Папа покачал головой:

– В Южной Флориде. В городе под названием Зайон-Хиллс.

– Во Флориде?

– Там гигантская еврейская община. Дядя Норман говорит, арендная плата там меньше, да и жилье лучше. Иму уже пригласили на собеседование в тамошнюю начальную школу.

– Причем эта школа может себе позволить такую роскошь, как грамотность и туалеты для учителей, представляешь? – Мама выдавила радостную улыбку. – Да и для старших классов там элитарная ешива. У нее блестящая репутация.

Я вдруг поразился тишине нашего дома – тяжелой, глухой. Я взглянул на отца и вернулся к еде.

– Ладно.

Наверное, тон, каким я это сказал, тот факт, что столь значительное решение не вызвало во мне отклика, можно было счесть тревожным признаком: на душе у меня неспокойно. Я редко смотрел фильмы, ведь это же Боро-Парк, там опасаются духовной заразы, но я знал, что в кино это наверняка был бы напряженный момент. Однако сам ничего такого не чувствовал – ни грусти, ни страданий из-за неожиданных перемен. Напротив, мысль о том, что я освобожусь от нескончаемого однообразия моего нынешнего существования, будоражила, точно предвкушение побега. Я устал от неизбывной, неумолимой чеховской скуки, устал сидеть в одиночку в библиотеках и сожалеть о том, что мне не дано изведать, – о мучительной любви, великих странствиях и ностосе[26]. Где-то там, далеко, думал я, кипит лучшая жизнь, полная не только отголосков, но и звуков счастья. Бэкон утверждал, будто бы все люди поклоняются “идолам пещеры”, то бишь тем верованиям, из которых и складывается наша натура и – по крайней мере, в моем случае – наш провал. Мои же идолы, как я теперь понимаю, были таковы: глубинное презрение к серому на сером[27] и нетерпимость к тому, что Фрейд называл “заурядно-безрадостной жизнью”.

 

Родители недоуменно переглянулись.

– Ладно?

– В смысле, я не возражаю, – сказал я.

– Быть может, тебе нужно подумать, – предположил отец.

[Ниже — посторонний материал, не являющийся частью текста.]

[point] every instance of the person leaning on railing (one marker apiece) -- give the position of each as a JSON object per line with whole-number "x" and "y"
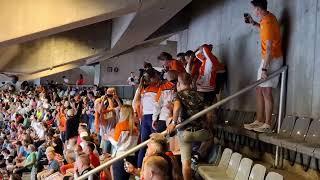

– Меньше всего нам хочется вырывать тебя из привычного окружения, – добавила мать.

– Мы всё понимаем, – продолжал отец. – Если нужно, я могу на год найти какую-нибудь другую работу, пока ты не окончишь школу. Возможно, нам придется туговато, но мы ведь верим в ашгаха пратит[28], верно? Хашем[29] порой устраивает все так, как и не ожидаешь.

Мать взяла меня за руку:

– Мы понимаем, что здесь вся твоя жизнь.

Я покачал головой:

– Я хочу уехать.

Я опустил глаза и продолжил жевать. На улице белел снег и сверкал лед.

* * *

Ребятам я рассказал обо всем лишь в июне, в наш последний день в одиннадцатом классе. Мы сидели на площадке за школой. На качелях Шимон, Мордехай и Реувен спорили о Гемаре, которую мы изучали: при каких условиях можно нарушить шаббат, чтобы спасти жизнь.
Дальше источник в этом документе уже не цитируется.